Queridos diocesanos:
Continuamos esta semana con el análisis de los fundamentos, de las verdades básicas, de la Doctrina Social de la Iglesia. Después de habernos ocupado en las pasadas semanas de algunos de ellos, como la dignidad humana y el bien común, hoy abordamos otro concepto fundamental de dicha Doctrina: el principio de subsidiariedad.

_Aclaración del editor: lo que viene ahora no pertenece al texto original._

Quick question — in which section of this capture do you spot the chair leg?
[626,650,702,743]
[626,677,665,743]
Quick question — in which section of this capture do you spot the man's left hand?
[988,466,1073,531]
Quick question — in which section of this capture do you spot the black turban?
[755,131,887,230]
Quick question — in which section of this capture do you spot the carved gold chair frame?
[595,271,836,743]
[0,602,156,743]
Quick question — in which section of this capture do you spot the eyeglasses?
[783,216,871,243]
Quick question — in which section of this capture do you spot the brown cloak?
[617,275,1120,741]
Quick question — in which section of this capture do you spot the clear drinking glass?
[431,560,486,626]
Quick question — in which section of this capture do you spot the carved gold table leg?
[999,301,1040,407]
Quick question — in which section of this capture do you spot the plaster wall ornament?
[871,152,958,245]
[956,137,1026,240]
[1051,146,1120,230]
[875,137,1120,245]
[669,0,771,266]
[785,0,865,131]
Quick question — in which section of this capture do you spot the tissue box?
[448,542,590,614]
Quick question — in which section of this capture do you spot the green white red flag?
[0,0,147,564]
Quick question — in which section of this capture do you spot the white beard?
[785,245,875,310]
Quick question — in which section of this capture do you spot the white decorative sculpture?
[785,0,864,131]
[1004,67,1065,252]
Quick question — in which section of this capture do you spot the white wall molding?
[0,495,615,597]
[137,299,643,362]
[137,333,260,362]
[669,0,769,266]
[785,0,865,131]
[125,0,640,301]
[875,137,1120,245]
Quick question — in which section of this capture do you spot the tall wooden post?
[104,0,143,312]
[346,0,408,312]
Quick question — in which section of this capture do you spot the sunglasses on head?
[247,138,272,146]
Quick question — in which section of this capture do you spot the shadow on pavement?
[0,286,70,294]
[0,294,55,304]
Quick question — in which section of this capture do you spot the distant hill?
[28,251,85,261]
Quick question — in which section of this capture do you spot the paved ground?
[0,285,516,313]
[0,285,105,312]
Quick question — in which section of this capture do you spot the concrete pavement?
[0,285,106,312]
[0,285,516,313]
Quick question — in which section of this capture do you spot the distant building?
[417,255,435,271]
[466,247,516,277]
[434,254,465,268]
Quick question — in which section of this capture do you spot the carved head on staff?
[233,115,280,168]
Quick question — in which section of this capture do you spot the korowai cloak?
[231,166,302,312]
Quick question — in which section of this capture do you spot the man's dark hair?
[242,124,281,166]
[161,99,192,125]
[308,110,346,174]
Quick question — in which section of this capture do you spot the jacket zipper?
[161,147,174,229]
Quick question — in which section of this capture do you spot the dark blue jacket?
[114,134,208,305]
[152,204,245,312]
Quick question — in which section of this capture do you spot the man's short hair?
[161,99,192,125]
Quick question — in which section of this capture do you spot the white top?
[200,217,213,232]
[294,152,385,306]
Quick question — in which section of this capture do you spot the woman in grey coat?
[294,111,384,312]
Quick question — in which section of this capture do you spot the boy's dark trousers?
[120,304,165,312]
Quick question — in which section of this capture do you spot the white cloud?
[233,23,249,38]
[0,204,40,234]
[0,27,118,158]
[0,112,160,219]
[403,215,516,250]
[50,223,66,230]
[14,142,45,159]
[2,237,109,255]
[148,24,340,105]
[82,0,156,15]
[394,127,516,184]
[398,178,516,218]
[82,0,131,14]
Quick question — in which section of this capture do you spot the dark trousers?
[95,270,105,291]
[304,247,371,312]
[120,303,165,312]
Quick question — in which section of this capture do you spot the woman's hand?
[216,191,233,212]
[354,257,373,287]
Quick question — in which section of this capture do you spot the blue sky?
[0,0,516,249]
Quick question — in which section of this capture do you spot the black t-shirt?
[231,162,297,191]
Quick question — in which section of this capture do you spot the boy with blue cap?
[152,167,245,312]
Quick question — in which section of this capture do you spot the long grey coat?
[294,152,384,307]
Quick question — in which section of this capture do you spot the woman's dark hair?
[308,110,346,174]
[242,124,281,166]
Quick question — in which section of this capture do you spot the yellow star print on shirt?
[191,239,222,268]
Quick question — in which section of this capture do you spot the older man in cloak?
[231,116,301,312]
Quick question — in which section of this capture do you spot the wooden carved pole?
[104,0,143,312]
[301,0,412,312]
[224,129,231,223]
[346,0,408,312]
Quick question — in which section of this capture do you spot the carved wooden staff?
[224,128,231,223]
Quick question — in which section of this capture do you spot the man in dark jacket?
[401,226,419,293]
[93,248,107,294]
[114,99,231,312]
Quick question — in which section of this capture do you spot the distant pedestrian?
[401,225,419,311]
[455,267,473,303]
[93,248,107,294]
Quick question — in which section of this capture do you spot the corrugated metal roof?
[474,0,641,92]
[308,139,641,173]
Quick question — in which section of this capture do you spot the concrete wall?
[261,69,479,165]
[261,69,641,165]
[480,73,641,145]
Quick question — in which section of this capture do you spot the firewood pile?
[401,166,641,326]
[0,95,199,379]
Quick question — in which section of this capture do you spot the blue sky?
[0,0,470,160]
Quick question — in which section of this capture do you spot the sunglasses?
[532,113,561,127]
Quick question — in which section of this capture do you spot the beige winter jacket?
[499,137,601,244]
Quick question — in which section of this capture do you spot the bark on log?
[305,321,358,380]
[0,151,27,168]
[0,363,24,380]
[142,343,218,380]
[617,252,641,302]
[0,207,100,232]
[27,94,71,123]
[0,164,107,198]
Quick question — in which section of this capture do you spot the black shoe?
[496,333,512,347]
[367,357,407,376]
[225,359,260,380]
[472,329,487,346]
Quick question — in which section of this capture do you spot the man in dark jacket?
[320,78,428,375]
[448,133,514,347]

Hablar de subsidiariedad es hoy especialmente necesario, pues se admite, de hecho, sin mayores justificaciones, una especie de estatalismo de la vida social. De manera sencilla podríamos decir, que según la mentalidad estatalista, en principio corresponde al Estado ocuparse de todos, o al menos los más importantes, ámbitos de la vida social, dejando a los individuos, a las sociedades o entidades inferiores o intermedias resolver asuntos de menor calado. Todas las formas de estatalismo tienen como denominador común la preeminencia y prevalencia del Estado en la actividad social, económica o cultural. Se concede al Estado un peso desmedido en la vida de los ciudadanos. En sus grados extremos su intervención es tal que termina por ahogar o condicionar en exceso la libertad de las personas. Esto se debe, en buena parte, a que el ejercicio de la libertad siempre es “penoso” en el sentido de costoso, pues exige informarse bien, dialogar en la búsqueda de la verdad, aceptar riesgos a veces importantes; asumir un cierto grado de incertidumbre inquietante. El hecho es que no pocos piden una creciente intervención del Estado, sin caer en la cuenta de que eso supone ceder o perder ámbitos de libertad y que la convicción de que el Estado nos proporciona seguridad resulta, en muchos casos, una invitación a la pereza y a la comodidad.
El principio de subsidiariedad se alza frente al estatalismo creciente que amplía desmesuradamente el ámbito de lo público y la esfera de dominio del Estado, y amenaza con disolver a la persona en el sistema. La Congregación de la Doctrina de la Fe, en la Instrucción Libertatis conscientia, de 22 marzo de1986, afirmaba atinadamente: “Ni el Estado ni la sociedad deberán jamás sustituir la iniciativa y la responsabilidad de la persona y de los grupos sociales intermedios en los niveles en los que estos pueden actuar, ni destruir el espacio necesario para su libertad. De este modo, la Doctrina Social de la Iglesia se opone a todas las formas de colectivismo”.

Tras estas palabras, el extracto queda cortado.